Posted originally on Feminist Studies in Religion.

One election is not definitive, but the trajectory that led to the results of the 2012 voting was only confirmed by the data. As predicted, white, mostly male, Catholics of a certain age voted one way; Hispanic, young, LGBTIQ, women, and others voted another. That President Obama, same-sex marriage, reproductive choice, and immigration reform all came out on top is welcome news and serious responsibility. Progressives, especially feminists, are the new adults in the U.S. Catholic community. How are we going to act now that we are in the driver’s seat?

I have written often about the demise of the U.S. Catholic Conference of Bishops. I have no need to rub their collective noses in their massive defeat. However, no one can ignore the enormous amounts of church money (both from parish collections and the Knights of Columbus) they poured into one losing proposition after another. Perhaps this experience will chasten them. I doubt it.

Their bravado a week later is telling. They claim that they will continue to be the guardians of hetero-only marriage and persist in their health care quibbles. But the frank fact of the matter is that just as pollsters won over pundits in the election, so too did Catholic progressives win over the bishops. Elections matter and the momentum has shifted definitively in our direction.

As a feminist, I welcome this new post-election clarity. When confronted with the notion that Catholics are expected to pray, pay, and obey, I have only to point to the 2012 results as proof that most don’t. There is every indication in the trends that the new Catholic majority, especially Hispanics and young people, is growing. I am concerned about this because the Catholic community as one fourth of the U.S. electorate still makes a difference. With the bishops in disgrace—unable to pass a simple letter on the economy four years into a damaging recession—the mantle of leadership has passed to the rest of the community where it belongs.

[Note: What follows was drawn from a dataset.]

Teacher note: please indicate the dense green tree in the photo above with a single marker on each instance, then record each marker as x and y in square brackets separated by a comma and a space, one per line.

Now the real work begins to establish what it means to be a Catholic feminist in the 21st century. At a minimum, it means transforming a kyriarchal tradition into an egalitarian one. It means finding ways to live with differences of opinion, with diversity without requiring conformity. Yes, that is Catholic. Mostly, it means letting the needs of the world, not the failings of an outmoded institution, drive the agenda. Most importantly, it means making the values of love and justice manifest in a world in which hatred, greed, and violence are normative. This work can only be made easier by strong coalitions, smart, committed leaders, and participatory models of operating, all of which feminists value. It also requires the careful scholarship that feminists provide that in quantity.

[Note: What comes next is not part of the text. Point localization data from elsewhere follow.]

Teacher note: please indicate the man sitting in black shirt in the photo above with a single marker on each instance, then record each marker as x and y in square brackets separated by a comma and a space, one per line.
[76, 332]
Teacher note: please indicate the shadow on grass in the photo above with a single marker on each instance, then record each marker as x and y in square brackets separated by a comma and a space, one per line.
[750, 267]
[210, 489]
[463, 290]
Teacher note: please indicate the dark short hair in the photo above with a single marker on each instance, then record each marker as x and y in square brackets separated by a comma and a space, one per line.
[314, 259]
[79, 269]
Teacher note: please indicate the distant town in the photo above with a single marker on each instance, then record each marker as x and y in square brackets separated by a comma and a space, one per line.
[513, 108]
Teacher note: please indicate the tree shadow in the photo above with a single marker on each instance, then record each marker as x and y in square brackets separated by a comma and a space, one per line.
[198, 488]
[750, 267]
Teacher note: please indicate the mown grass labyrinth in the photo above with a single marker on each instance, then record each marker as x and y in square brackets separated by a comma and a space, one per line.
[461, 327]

One place to start learning is a recently released video by Catholics for Choice entitled “The Secret History of Sex, Choice and Catholics”. Full disclosure: I am in the video. So are Rosemary Radford Ruether, Kate Ott, Sheila Briggs, and Daniel C. Maguire among others. Since sex and reproductive justice are so much a part of what the bishops don’t get and what most people identify as Catholic issues, this is a useful resource for opening conversation.

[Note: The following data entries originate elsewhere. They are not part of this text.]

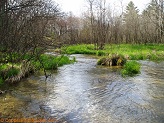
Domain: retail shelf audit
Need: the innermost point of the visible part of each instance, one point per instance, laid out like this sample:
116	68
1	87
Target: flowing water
86	93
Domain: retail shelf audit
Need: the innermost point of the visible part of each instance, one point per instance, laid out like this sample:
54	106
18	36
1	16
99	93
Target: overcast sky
79	6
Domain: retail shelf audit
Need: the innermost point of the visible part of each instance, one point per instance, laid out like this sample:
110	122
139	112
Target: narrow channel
86	93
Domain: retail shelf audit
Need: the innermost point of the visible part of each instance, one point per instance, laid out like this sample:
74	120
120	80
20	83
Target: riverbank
14	72
153	52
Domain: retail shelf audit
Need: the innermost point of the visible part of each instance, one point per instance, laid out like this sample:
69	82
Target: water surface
86	93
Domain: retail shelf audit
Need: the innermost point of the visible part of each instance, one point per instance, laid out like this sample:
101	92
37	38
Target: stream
86	93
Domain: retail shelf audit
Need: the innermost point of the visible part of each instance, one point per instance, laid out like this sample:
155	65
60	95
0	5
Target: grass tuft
131	68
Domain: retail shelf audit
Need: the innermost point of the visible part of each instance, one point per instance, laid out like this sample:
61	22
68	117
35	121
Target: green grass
49	62
153	52
131	68
1	80
12	72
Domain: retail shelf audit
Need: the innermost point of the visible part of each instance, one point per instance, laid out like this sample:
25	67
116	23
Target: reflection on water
83	92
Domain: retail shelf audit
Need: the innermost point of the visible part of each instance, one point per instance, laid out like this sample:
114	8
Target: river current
86	93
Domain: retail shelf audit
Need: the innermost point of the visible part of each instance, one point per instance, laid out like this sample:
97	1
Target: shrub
130	68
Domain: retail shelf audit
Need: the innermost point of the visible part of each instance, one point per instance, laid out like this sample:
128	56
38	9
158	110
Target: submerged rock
114	60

The video is well suited for classes and study groups. Catholic theologians who know the tradition and respect today’s reality explore conscience, abortion, contraception, frame HIV/AIDS and other topics. Our work is to lay out the historical complexity of these issues, to challenge Catholic teaching that is one-sided, and present equally Catholic alternatives. We say in straightforward, concise terms that people, including Catholics, have the right to make up their own minds about moral issues, the duty to choose contraception and abortion when necessary, and the responsibility to use condoms for the safety of all. It is not a new orthodoxy, but a new invitation to be feminist adults about our faith-based commitments. It is a new, necessary start.